The Doxy Don is a powerful plug-in anal vibrator that can also be used on your clit and vadge. Apparently, it has the best deep rumbly vibratrion.

6. Siri 2

siri-2

Lelo’s waterproof, more rumbly clitoral vibe. It’s a keeper and I want it.

5. Life Leaf

life-leaf

In a sea of pink vibrators, I’m just excited that this thing is green. AND IT’S SHAPPED LIKE A LEAF. A leaf, people. A leaf. It’s interesting shape and color aside, it’s acutally pretty powerful.

4. Mona 2

mona-2

One sex toy reviewer likes the Mona so much, she has multiples incase the break or they stop making them or something. It’s a g-spot vibe, but it can be used on your clit or however you like it.

3. Stronic Eins and/or Stronic Drei

stronic-eins

The Stronic Eins is a pulsator. It doesn’t vibrate, it pulsates, which means it thrusts itself into your orifices all by itself.

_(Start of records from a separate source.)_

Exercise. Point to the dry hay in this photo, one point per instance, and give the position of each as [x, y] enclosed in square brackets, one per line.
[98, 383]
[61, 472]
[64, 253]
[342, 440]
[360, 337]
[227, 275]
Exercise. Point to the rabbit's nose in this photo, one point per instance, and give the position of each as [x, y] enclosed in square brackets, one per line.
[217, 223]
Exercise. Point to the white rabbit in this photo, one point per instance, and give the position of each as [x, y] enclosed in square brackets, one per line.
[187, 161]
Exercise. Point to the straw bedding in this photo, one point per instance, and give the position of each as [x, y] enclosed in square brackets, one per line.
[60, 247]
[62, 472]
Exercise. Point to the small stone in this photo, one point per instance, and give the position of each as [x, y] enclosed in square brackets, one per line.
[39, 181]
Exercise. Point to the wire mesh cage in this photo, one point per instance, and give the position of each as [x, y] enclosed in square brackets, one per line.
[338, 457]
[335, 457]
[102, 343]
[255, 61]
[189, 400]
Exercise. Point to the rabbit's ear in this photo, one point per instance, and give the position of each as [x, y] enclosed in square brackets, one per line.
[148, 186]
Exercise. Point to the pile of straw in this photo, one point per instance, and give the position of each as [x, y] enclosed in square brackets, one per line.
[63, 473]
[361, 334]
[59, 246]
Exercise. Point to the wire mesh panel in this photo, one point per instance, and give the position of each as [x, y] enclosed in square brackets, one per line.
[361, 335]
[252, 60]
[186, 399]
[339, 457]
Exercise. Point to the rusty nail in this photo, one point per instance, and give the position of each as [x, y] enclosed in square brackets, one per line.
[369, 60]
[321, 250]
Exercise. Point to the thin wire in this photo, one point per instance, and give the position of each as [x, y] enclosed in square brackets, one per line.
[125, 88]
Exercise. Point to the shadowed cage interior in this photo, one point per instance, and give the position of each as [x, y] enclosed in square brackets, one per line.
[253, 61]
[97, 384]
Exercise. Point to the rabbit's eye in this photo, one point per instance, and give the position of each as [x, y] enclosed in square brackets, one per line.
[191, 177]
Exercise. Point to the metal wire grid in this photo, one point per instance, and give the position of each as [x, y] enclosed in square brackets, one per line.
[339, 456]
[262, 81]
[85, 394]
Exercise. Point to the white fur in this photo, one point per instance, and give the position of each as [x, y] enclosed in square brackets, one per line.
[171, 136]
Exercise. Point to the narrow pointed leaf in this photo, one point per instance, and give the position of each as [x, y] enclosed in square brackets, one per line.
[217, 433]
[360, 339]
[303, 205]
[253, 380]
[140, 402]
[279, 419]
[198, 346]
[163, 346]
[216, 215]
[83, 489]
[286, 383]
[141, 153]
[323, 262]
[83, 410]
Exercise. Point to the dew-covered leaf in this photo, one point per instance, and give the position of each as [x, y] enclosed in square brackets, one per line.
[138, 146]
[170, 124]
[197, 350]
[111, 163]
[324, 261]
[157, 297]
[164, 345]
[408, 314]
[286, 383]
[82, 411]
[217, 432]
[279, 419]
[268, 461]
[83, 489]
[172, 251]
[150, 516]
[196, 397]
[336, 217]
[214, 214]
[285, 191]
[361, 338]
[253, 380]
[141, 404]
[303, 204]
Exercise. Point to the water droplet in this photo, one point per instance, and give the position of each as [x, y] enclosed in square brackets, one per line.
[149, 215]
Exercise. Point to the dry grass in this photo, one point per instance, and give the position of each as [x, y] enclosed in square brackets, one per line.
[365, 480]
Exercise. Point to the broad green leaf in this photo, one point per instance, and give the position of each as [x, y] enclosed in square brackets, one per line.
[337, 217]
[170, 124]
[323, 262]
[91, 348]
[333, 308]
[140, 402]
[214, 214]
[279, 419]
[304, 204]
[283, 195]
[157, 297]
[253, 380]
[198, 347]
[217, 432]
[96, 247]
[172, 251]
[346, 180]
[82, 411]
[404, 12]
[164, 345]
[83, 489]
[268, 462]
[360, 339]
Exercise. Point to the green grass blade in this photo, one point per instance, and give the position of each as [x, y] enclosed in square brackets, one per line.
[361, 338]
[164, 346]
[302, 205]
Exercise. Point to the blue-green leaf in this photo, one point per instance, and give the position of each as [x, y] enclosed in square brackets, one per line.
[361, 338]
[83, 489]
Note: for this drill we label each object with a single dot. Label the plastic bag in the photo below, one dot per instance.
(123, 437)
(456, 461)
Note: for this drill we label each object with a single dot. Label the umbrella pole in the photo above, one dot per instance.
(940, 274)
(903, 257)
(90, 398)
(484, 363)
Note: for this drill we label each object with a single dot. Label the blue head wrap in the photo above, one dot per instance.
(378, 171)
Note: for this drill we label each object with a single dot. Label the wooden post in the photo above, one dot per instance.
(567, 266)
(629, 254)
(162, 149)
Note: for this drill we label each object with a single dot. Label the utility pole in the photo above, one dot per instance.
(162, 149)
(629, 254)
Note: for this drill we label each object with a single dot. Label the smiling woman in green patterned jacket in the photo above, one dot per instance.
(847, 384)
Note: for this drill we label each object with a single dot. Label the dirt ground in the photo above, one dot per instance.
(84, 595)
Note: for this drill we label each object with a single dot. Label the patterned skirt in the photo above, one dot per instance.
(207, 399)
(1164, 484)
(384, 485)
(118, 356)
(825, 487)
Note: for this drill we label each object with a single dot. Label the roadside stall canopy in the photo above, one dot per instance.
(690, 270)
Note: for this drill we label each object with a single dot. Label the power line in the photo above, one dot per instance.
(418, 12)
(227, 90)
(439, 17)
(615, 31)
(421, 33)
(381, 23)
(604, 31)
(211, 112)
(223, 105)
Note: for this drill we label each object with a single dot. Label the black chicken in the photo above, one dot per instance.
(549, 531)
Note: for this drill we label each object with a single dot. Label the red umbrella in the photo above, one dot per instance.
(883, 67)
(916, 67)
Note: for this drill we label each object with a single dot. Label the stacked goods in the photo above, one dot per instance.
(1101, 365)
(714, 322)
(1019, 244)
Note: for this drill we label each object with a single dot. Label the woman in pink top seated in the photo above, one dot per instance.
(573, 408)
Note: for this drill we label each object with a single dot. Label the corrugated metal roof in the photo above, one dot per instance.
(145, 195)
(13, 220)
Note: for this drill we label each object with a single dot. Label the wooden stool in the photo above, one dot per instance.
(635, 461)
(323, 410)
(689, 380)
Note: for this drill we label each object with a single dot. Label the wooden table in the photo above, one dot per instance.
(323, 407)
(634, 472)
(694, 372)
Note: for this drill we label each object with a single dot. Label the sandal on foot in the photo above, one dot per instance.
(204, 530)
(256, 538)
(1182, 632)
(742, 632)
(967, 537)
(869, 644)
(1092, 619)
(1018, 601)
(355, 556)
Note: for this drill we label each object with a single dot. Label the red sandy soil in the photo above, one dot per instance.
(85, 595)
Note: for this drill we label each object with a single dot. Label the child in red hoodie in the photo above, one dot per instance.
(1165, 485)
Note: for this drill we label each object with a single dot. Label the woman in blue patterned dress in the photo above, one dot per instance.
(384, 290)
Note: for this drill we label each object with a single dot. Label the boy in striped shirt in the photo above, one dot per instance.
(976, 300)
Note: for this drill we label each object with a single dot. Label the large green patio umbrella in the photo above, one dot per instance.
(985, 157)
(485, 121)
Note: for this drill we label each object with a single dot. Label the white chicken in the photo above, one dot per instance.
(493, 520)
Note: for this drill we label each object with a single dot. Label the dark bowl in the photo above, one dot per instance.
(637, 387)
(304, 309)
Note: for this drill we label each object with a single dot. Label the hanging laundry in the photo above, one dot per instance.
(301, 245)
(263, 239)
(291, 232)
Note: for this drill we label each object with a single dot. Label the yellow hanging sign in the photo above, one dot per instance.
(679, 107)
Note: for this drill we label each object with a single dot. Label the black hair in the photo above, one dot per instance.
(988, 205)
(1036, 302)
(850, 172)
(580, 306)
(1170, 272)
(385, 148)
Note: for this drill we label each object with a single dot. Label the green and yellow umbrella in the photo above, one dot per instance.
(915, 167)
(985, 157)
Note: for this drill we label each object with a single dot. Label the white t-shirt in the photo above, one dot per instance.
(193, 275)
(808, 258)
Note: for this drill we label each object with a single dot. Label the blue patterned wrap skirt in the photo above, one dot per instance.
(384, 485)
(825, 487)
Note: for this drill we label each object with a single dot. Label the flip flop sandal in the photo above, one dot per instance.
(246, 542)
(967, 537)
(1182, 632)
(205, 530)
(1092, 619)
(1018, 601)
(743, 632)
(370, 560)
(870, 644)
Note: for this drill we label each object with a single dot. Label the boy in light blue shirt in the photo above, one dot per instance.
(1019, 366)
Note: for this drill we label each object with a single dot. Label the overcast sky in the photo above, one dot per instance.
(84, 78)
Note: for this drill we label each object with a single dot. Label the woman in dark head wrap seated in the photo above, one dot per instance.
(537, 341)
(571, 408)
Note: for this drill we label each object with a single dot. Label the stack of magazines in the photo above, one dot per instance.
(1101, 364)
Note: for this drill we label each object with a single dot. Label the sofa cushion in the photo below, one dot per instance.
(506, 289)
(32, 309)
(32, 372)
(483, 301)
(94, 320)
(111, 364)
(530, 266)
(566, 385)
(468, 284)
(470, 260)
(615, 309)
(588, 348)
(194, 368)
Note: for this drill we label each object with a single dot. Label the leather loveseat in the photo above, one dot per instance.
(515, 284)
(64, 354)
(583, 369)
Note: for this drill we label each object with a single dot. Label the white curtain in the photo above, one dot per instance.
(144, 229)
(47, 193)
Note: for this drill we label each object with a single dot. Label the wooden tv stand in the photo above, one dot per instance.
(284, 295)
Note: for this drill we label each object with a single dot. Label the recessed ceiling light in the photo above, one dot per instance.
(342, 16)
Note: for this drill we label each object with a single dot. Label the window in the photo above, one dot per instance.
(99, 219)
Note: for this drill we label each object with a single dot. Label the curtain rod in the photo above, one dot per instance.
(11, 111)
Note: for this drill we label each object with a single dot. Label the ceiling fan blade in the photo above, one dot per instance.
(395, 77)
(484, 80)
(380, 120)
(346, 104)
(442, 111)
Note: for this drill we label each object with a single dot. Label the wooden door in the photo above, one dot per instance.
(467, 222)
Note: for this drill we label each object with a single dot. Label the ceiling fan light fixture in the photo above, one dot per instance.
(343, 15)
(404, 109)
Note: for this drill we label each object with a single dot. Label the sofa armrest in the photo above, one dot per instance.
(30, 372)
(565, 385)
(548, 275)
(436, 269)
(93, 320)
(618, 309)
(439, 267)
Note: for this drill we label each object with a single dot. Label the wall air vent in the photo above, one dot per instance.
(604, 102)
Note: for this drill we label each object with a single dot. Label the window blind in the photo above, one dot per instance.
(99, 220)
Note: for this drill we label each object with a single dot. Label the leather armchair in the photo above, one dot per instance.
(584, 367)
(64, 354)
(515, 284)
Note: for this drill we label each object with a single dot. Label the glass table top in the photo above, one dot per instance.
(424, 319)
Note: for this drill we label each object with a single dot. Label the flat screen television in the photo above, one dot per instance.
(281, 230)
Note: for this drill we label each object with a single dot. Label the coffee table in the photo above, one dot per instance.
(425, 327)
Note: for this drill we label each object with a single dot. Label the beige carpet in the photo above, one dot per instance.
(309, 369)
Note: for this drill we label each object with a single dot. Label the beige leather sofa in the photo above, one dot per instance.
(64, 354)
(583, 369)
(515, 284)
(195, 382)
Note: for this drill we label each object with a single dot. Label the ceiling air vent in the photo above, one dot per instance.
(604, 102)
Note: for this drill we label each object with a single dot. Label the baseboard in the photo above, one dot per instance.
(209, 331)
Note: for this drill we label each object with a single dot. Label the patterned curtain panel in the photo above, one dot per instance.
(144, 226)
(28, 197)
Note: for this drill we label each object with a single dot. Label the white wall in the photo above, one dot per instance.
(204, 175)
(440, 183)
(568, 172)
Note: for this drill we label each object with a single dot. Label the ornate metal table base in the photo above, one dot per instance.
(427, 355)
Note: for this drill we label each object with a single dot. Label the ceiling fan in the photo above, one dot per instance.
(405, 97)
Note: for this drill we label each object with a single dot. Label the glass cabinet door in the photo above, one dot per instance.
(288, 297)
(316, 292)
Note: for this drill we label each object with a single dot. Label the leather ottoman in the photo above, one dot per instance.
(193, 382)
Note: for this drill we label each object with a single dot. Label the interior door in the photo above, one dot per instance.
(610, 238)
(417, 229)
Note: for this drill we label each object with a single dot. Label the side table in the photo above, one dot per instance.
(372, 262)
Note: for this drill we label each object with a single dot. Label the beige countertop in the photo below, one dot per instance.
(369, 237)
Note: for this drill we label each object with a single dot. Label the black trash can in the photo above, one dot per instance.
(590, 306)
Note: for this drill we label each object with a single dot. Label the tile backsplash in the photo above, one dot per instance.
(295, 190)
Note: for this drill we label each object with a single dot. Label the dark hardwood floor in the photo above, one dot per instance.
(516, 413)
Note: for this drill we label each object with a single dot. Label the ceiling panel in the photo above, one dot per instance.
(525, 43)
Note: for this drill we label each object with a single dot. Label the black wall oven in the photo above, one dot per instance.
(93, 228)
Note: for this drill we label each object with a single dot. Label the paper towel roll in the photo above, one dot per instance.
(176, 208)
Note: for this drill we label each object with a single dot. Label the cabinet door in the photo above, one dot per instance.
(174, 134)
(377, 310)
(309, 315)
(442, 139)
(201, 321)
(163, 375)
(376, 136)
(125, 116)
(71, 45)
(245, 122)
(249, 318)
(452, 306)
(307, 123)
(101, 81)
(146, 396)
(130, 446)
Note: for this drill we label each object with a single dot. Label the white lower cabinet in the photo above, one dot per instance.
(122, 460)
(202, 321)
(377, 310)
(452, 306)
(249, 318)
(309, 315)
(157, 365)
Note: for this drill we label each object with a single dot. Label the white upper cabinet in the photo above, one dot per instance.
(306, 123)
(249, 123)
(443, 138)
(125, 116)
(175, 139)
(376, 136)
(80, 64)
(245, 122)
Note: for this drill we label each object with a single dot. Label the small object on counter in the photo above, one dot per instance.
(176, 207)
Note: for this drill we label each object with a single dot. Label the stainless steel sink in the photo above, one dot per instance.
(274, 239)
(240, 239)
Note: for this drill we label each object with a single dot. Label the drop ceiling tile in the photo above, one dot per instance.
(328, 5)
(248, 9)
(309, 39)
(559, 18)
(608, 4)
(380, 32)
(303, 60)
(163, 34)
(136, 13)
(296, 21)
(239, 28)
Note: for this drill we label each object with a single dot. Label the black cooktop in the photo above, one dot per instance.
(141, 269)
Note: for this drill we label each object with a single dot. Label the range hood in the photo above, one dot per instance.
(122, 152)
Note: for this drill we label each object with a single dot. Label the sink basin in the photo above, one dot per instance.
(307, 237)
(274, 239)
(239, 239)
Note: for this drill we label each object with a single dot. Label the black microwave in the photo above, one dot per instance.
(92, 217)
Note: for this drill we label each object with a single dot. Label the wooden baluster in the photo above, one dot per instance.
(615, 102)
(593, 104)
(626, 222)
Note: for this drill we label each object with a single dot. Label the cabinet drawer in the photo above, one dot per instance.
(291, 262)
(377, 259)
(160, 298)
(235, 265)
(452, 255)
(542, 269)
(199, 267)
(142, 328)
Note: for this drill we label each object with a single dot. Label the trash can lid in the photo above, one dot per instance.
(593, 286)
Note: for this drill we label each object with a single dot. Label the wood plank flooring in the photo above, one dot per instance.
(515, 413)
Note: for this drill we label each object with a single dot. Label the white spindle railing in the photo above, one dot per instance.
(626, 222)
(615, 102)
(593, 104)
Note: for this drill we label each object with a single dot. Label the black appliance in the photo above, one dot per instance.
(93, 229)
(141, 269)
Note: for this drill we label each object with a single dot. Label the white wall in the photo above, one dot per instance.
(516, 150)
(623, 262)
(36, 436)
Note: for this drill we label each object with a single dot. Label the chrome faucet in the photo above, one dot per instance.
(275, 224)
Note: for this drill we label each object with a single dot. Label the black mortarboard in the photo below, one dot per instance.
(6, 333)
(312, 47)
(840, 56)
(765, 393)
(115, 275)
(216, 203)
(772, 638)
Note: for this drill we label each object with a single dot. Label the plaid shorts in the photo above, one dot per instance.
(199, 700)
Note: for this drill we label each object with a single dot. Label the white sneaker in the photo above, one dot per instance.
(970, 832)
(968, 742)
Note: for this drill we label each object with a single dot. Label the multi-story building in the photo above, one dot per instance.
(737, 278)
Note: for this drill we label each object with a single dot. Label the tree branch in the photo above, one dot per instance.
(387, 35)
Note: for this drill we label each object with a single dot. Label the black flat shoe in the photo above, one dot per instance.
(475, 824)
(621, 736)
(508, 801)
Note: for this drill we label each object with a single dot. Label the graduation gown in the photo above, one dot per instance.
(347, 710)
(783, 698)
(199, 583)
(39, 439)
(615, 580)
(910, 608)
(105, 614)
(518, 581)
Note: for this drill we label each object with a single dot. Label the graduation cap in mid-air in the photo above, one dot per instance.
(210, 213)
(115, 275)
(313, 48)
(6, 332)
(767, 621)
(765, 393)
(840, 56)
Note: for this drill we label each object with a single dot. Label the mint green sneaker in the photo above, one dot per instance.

Hands free! I want it so bad.

stronic-drei

The Stronic Drei is like the Stronic Eins except it looks like an alien tentacle penis. Plus it’s a cool blue color. WANT!

2. Big Boss

big-boss

The Big Boss is the king of vibrators. It’s huge for when you’re got that need for some big D. It has a nice elegant shape. The handle makes it easy to use and it kind of makes me weak in the knees just thinking about.

1. Eroscillator

eroscillator

The Eroscillator is not a vibrator, nor is it a pulsator, it’s an oscillator. I can’t give you a detailed sciency explanation of what that means, but I can tell you that it makes for an interesting sensation that is unlike anything we’ve been used to until now. Also, it looks like an alien insect penis had a baby with an electric toothbrush. I’m gonna say it again. I WANT IT!